RoseWhiteTips · 31/07/2018 20:21

The MiL sounds dodgy to me. Why would she do this - or anybody do this - in front of a 12 year old boy who is on the verge of puberty? It is batshit.

GreatDuckCookery6211 · 31/07/2018 20:36

Yep, Rose you got it. Peedo Gran.

GreatDuckCookery6211 · 31/07/2018 20:40

He said he saw his mother naked a few times growing up, in his whole life he's seen her less than a handful of times. That does not a naked family make. That is a normal family.

Who this?

GreatDuckCookery6211 · 31/07/2018 20:41

Who's

Bluelady · 31/07/2018 20:54

OP's husband.

GreatDuckCookery6211 · 31/07/2018 20:59

How does Bluntness100 know so much detail?

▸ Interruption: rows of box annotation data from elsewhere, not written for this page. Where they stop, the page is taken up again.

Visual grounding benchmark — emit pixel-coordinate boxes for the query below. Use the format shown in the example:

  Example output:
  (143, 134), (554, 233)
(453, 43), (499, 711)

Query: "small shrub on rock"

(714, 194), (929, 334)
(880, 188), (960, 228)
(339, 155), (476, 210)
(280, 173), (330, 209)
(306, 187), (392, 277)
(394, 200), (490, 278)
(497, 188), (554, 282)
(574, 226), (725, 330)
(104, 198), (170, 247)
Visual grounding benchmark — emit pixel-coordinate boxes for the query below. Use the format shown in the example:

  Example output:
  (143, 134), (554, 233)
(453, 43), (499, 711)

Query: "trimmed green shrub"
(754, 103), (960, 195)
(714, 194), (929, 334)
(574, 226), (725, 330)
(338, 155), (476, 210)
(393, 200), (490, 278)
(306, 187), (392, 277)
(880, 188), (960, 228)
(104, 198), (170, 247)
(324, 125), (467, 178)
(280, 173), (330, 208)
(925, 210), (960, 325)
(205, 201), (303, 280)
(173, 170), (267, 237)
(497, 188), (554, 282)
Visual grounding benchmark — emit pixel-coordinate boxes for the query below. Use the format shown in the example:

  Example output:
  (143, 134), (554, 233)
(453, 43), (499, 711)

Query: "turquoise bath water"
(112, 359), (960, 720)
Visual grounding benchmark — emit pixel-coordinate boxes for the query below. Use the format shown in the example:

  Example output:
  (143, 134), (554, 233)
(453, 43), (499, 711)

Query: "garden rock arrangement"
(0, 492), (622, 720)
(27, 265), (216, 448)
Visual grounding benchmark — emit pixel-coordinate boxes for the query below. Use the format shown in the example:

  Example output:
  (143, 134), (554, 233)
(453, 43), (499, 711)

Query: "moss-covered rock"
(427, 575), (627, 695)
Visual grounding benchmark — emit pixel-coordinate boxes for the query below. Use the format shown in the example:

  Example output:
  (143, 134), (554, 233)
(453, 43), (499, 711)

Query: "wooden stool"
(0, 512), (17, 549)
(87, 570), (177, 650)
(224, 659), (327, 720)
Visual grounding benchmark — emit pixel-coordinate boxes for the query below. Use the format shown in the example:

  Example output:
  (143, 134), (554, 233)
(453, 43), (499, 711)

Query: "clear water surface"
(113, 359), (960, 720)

DH said would sometimes see her naked when he was little but not exhibitionist type

MrsAidanTurner · 31/07/2018 20:59

But non of your comments seem to mind the boys so much they are all about Mil..

GreatDuckCookery6211 · 31/07/2018 21:02

Mind what? I've acknowledged that the eldest one was embarrassed and that the OP should speak to MIL.

What else is there to say?

Bluntness100 · 31/07/2018 21:05

Ok, I got it wrong, sometimes, as opposed to a few times, but sometimes doesn't mean regularly to me or a naked home. If it was I'm sure the op would have said,

I also wonder about gender here, if it was the grandfather walking back and forward between rooms, whilst baby sitting his 12 and 7 year old grand daughters, knowing rhey could see him, would the "it's normal and the human body beautiful" brigade be so quick to jump to his defence?

As said, for me, gender makes no difference and he'd be keeping his cock covered or not be left alone with them again.

GreatDuckCookery6211 · 31/07/2018 21:21

You see no difference between a man walking around naked in front of his 12 year GD to that of a woman? Really Bluntness100? I don't believe you actually.

Bluntness100 · 31/07/2018 21:24

No I don't,

But you clearly do. You think it's ok for women to expose themselves like this and not men? Is that your viewpoint?

GreatDuckCookery6211 · 31/07/2018 21:28

I think the two are very different yes. A man walking around naked could be doing it for some kind of sexual reason I suppose.

How many women flashers have you ever heard of?